Out-Law / Your Daily Need-To-Know

Singapore workplace anti-discrimination law reform recommendations expected in 2022

Out-Law News | 23 Sep 2021 | 12:54 am | 1 min. read

The Singapore government is expecting to receive recommendations for reform of workplace anti-discrimination law in the first half of 2022, a minister has said.

The Tripartite Committee on Workplace Fairness (TCWF), which consists of business, unions, government and human resources representatives, is currently considering how to enact anti-discrimination guidelines produced by the Tripartite Alliance for Fair and Progressive Employment Practices (TAFEP) into law.

MOM senior minister Koh Poh Koon told the Singapore parliament that the government would consider the TCWF’s recommendations and was prepared to legislate if it accepted them.
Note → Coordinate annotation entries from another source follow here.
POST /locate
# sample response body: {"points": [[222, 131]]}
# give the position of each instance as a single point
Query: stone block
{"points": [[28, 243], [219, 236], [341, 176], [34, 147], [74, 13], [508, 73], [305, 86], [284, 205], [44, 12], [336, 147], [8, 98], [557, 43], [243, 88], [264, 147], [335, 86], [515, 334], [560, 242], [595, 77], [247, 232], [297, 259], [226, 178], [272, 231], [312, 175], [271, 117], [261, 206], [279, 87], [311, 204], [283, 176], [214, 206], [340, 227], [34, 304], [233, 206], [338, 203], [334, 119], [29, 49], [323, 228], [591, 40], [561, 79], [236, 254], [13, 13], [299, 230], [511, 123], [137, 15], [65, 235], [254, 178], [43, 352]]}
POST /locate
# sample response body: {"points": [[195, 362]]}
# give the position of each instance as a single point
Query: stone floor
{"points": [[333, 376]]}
The government is also keen to broaden the range of potential remedies for discrimination to allow for a more proportionate approach to enforcement, Koon said.
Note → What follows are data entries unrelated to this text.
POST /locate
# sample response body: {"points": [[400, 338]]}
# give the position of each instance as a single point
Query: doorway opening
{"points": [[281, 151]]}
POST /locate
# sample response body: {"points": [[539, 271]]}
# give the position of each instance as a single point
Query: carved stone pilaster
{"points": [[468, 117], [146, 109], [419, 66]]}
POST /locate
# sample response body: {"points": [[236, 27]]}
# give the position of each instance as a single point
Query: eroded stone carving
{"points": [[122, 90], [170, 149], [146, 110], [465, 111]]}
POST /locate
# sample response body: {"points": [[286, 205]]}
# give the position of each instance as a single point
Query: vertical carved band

Mayumi Soh of Pinsent Masons MPillay, the Singapore joint law venture between MPillay and Pinsent Masons, the law firm behind Out-Law, said: “It will be interesting to see how the guidelines will be translated into legislation, and how this will differ, if at all, from the current guidelines.”

In August the country’s prime minister Lee Hsien Loong said in a speech that the TAFEP  guidelines would be made into law.

A tribunal would then be created to allow workers to bring claims for workplace discrimination based on nationality, as well as other kinds of discrimination covered by TAFEP including that based on gender, age, race, religion or disability.

TAFEP was set up in 2006 by Singapore’s labour market ‘tripartite partners’: the Ministry of Manpower (MOM); National Trades Union Congress; and Singapore National Employers Federation. Its aim is to promote the adoption of fair, responsible and progressive employment practices.

The TCWF was established by the tripartite partners in July, with the aim of making recommendations to tackle workplace discrimination and uphold fairness at work.